A fertility study was conducted to evaluate the effects of maraviroc on mating performance, the fertility of adult male and female rats and the development of the embryos during the pre- and post- implantation stages. The NOAEL for adult male and female rats was 300 mg/kg. There were no effects on fertility up to 1000 mg/kg in either sex. Pre- and post-natal developmental studies were performed in rats at doses up to 27-fold the estimated free clinical AUC for a 300 mg twice daily dose. The only effect in the offspring was a slight increase in motor activity in male offspring rats at both weaning and as adults at the high dose, while no effects were seen in female offspring. The subsequent development of these offspring, including fertility and reproductive performance, was not affected by the maternal administration of maraviroc. Embryofetal development studies were conducted in rats and rabbits at doses up to 39 and 34-fold the estimated free clinical AUC for a 300 mg twice daily dose. In the oral embryofetal development study in rats at daily doses of 100, 300, and 1000 mg/kg, the high dose was slightly toxic to pregnant females (decreased body weight and food consumption).
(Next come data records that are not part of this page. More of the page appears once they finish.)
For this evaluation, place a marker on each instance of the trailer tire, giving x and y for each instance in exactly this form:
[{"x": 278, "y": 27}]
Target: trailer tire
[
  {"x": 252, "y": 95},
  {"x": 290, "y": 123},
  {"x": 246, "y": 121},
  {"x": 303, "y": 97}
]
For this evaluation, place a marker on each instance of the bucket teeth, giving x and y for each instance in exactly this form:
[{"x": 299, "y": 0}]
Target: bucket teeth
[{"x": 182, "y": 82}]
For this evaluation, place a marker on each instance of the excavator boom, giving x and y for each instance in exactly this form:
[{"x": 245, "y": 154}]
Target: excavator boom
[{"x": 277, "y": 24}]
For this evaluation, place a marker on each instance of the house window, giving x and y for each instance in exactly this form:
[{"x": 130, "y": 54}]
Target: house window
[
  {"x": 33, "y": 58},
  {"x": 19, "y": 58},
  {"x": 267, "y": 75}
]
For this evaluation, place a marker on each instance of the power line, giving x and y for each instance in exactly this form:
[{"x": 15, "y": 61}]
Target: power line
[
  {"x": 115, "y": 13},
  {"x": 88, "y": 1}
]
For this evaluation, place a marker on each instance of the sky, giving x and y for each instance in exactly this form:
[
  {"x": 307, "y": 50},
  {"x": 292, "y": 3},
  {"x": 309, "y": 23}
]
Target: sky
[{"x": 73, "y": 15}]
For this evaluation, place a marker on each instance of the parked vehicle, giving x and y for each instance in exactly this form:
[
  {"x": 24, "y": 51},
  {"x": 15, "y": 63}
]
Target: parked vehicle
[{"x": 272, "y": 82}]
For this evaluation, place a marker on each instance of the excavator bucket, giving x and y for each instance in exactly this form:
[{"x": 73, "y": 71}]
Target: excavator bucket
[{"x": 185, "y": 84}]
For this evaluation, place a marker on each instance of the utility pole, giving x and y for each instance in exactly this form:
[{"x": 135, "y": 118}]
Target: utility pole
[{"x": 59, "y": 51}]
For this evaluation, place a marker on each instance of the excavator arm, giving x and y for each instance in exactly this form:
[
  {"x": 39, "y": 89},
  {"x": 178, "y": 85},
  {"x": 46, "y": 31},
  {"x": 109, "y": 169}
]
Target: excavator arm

There were no effects on reproductive parameters, embryofetal development or growth. The NOAEL was 300 mg/kg for the pregnant females and 1000 mg/kg for the foetuses. In the oral embryofetal development study in rabbits at daily doses of 30, 75, and 200 mg/kg, death was observed at the high dose. There were no associated clinical signs or macroscopic findings. Treatment with maraviroc had no effect on reproductive parameters. An increased incidence of external anomalies was observed at the high dose. Thus, the NOAEL was 75 mg/kg (approximately 7-fold higher than seen at the therapeutic dose) for the pregnant females and fetuses.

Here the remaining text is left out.